Monday, July 15, 2019

Ebola Spreads Concurrent With Measles Outbreak

The Daily Mail reports:
      Ebola has spread to the Congolese city of Goma, which has a population of more than a million people, as the virus continues to devastate the region.  

      The victim is a pastor who had arrived in the city by bus after visiting Butembo, a town around 200miles (320km) north in the centre of the outbreak.

      He had been preaching at a church where he would have touched worshippers 'including the sick', the country's health ministry said on Sunday. 

      Authorities have urged people to remain calm after the government said the chances of the virus spreading were 'low'.

      But tensions are high and two health workers were murdered in their homes over the weekend.
Meanwhile, the same areas experiencing the Ebola outbreak has been hit with a measles outbreak which has actually proven to be deadlier, killing almost 2,000 (the official death toll for the Ebola outbreak is just over 1,500, although the actual total is probably much higher). The reader that sent me the Zero Hedge article wondered whether this concurrent outbreak raises the specter of genetic mixing between the two viruses, and, later, I saw that Anonymous Conservative had raised the same point. I'm not a biologist, but both Ebola and measles are RNA viruses which have the potential to mutate more easily than DNA based viruses.

     Update: "Vaccinations against Ebola begin in DR Congo city of Goma"--Al Jazeera.

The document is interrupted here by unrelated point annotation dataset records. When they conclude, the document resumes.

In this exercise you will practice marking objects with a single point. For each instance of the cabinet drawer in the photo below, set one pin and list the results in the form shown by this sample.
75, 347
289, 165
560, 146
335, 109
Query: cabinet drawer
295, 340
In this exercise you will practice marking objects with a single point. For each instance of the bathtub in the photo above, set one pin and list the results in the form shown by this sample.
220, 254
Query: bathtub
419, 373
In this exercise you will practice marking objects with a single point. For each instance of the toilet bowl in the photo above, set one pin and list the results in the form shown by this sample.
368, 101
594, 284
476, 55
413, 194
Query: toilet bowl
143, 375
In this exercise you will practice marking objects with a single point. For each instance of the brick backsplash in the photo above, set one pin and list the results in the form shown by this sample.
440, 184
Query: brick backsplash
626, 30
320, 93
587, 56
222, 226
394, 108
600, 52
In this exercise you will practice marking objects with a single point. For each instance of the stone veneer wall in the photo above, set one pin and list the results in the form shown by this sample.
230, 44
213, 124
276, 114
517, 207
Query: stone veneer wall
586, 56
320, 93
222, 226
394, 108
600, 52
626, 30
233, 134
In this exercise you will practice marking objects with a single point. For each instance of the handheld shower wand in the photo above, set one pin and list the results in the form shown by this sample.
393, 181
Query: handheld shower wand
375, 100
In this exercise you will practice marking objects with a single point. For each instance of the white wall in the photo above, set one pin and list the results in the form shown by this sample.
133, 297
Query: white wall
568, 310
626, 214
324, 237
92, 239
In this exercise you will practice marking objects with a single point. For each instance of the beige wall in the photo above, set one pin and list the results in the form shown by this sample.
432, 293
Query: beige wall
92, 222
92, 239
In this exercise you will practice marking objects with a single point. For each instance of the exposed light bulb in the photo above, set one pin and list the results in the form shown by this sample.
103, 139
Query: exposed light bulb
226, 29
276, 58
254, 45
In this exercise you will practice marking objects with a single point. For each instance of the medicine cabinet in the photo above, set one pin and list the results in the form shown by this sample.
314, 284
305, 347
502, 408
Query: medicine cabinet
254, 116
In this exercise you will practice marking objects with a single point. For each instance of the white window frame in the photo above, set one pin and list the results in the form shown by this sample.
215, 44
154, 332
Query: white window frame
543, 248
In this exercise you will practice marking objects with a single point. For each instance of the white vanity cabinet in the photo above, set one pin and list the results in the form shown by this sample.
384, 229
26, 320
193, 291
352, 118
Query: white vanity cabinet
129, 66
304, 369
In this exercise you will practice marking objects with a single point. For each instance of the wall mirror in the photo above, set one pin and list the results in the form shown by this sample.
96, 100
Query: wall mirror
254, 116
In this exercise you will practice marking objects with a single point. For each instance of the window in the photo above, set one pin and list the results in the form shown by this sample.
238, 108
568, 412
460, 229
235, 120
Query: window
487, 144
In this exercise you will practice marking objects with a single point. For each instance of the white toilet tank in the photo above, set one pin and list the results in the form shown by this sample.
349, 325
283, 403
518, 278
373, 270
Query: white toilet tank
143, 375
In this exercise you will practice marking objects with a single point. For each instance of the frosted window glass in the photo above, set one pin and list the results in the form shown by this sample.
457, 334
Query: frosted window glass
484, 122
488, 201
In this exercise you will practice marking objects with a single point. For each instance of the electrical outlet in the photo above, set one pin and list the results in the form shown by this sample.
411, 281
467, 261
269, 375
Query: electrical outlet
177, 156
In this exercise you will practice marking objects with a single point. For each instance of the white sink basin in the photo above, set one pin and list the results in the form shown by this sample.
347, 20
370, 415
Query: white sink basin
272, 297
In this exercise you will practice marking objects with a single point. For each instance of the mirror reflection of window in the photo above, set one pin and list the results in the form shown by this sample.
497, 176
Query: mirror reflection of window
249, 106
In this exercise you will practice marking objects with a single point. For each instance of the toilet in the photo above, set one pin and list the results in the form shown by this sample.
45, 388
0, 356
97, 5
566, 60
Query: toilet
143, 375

      Vaccinations against Ebola have begun in Goma, eastern DRC, after the first case of the virus was identified in the major city.

     The Democratic Republic of the Congo (DRC) was hit with its second-worst Ebola outbreak last year, but this is the first time Goma - with a population of about one million - has had a confirmed case.

      "Vaccination against Ebola just started to protect people who have come to be in contact with the positive case," the World Health Organization (WHO) said. 

      According to  Dr Harouna Djingarey, infectious disease programme manager for the WHO's regional office in the eastern DRC, the vaccination campaign, which began Monday, is a crucial task to contain the spread in Goma. 

      "It's the door of this region to the rest of the world," Djingarey said. 

      "From here, you can fly to go to everywhere in the world. If we don't have the control over the contacts, some high-risk contacts may fly, take a plane and go somewhere."